In 1973 in India, Aruna Shanbaug was discovered in the basement of the Mumbai’s King Edward Memorial Hospital with an iron chain around her neck, 11 hours after she had been sodomized by a ward boy. The chain used to strangle her had cut off the supply of oxygen to her brain. The damage was irreversible. She has not walked or spoken a word in years and she had not left the hospital where she was once a capable nurse.

A petition for euthanasia was filed for Shanbaug by Pinky Virani, a journalist who has written a book on the woman who she says is being forced to live her life stripped of basic dignity.

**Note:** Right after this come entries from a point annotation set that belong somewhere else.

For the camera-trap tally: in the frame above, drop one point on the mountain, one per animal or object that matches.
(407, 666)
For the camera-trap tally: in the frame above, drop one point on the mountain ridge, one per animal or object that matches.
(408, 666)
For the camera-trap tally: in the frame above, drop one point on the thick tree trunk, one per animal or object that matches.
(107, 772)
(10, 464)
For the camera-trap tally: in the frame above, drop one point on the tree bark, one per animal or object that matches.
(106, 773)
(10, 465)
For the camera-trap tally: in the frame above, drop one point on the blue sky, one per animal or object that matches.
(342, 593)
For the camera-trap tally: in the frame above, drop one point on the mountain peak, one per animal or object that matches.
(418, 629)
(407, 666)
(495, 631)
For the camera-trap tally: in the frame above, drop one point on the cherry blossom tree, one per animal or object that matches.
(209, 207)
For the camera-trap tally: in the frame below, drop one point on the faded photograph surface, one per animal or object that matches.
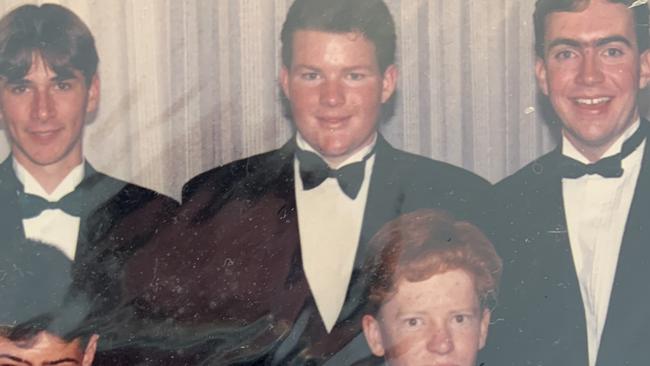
(309, 182)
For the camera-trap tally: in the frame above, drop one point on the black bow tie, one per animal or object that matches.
(609, 167)
(313, 171)
(32, 205)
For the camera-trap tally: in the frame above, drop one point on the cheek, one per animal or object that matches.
(401, 344)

The Supreme Court in March 2011 ruled that euthanasia and in this case mercy killing was not a permissible option for Shanbaug as they had no indication of Shanbaug’s views or wishes.

The verdict of this case allowed passive euthanasia depending on the circumstances, for the right to withhold medical treatment – take a patient off a ventilator, for example, in the case of an irreversible coma. The Indian judgement made it clear that passive euthanasia will “only be allowed in cases where the person is in a persistent vegetative state or is terminally ill.” In each case, the relevant High Court will evaluate the merits of the case, and refer the case to a medical board before deciding.

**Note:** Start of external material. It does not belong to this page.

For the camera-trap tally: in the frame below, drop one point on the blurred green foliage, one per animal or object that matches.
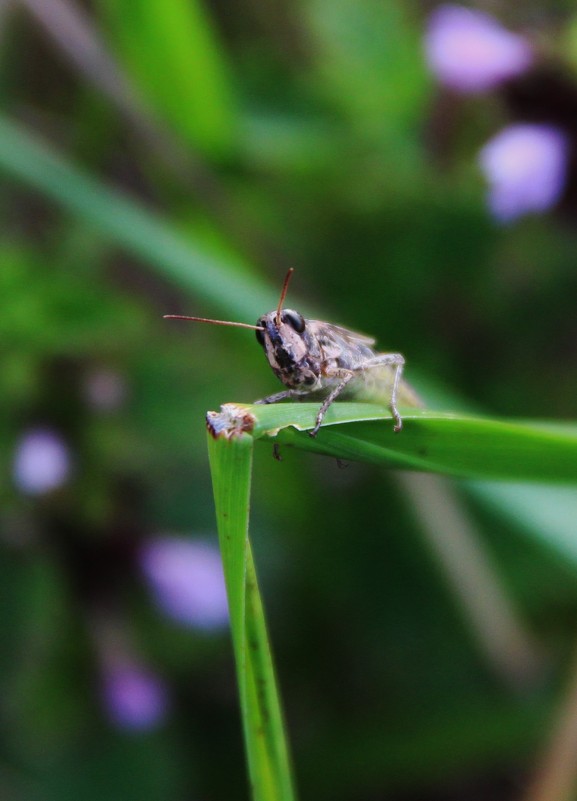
(176, 157)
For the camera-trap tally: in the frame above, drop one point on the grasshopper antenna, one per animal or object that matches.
(283, 294)
(213, 322)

“Euthanasia based on the models of Holland, Belgium and the USA should be legalized to help the suffering patients. Religions say that this cannot be allowed. The practical implications are such that if we legalize it we must ensure checks and balances. There should be clear provisions which must state that it should be done in a hospital, both State and private, otherwise there could be cases like the one with British Dr. Harold Shipman who is said to have claimed the lives of 250 persons by going to houses and giving injections,” Prof. Fernando explained.

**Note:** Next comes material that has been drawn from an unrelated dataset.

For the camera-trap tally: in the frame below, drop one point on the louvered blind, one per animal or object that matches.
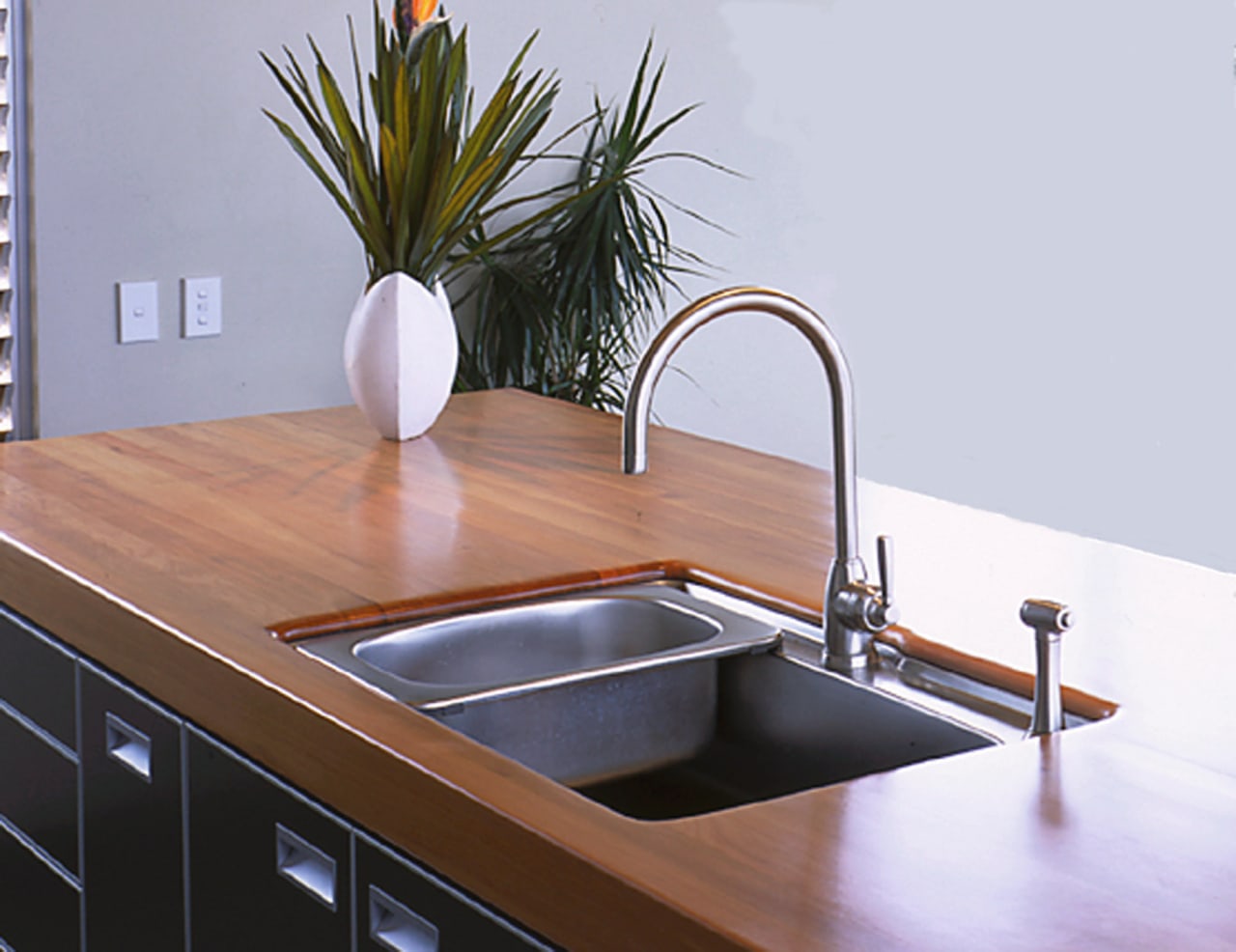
(12, 325)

“There should be severe uncontrollable pain in a terminally ill patient who has no hope of cure or recovery and the patient should be able to give consent or have given consent for euthanasia. If these criteria are fulfilled there should be a clear protocol to follow and ideally, the procedure to be followed should be comparable to terminating ventilator support in a brain dead patient.”

“The two doctors on separate occasions must examine the patient and when certifying must give reasons as to why they have decided upon euthanasia, like in the Dutch system. A set of broad guidelines must be prepared which state under what conditions a patient could be euthanized, the situations and types of illnesses. The qualifications of the doctors must be mentioned including specifying that at least one of the two doctors be a specialist in the particular disease. Otherwise in a hospital in Kataragama, two Medical Officers can get together and allow euthanasia which is a bad situation. Principles governing contractual law do not apply. Doctors need to enter into a contract with the guardian or relatives of the patient or with the patient. The doctors must record in the patient’s bed head ticket as to why they think the patient will not recover,” Prof. Fernando said.

“The doctors should obtain informed consent for euthanasia in the presence of a relative or an independent witness. The death should be referred for an inquest. The advantages of euthanasia are that there will be a painless death which relieves the patient through speedy termination of physical and emotional suffering, saves family’s money by eliminating the need to spend money on expensive, painful, or debilitating treatments, surgery, medicine and life-support”.

There are also the cases of Dr. Jack Kevorkian aka. Dr. Death and the Scottish, Exit (Right-to-Die Organization). In cases where medical procedures and products are prohibited by religious doctrines and belief and are denied by parents or guardians to children (as in the case of blood transfusions by the followers of the non-orthodox, non-denominational Christian sect – Jehovah’s Witnesses), Prof. Fernando said that “the doctors should go ahead and give the blood transfusion even if the parents object and no one can sue the doctors for damages as they are acting in good faith. The doctors can also get a Court order against the parents.”

Prof Fernando emphasized that there is “no problem if the law is there and it is properly legislated and the people are aware of it, they might demand it.”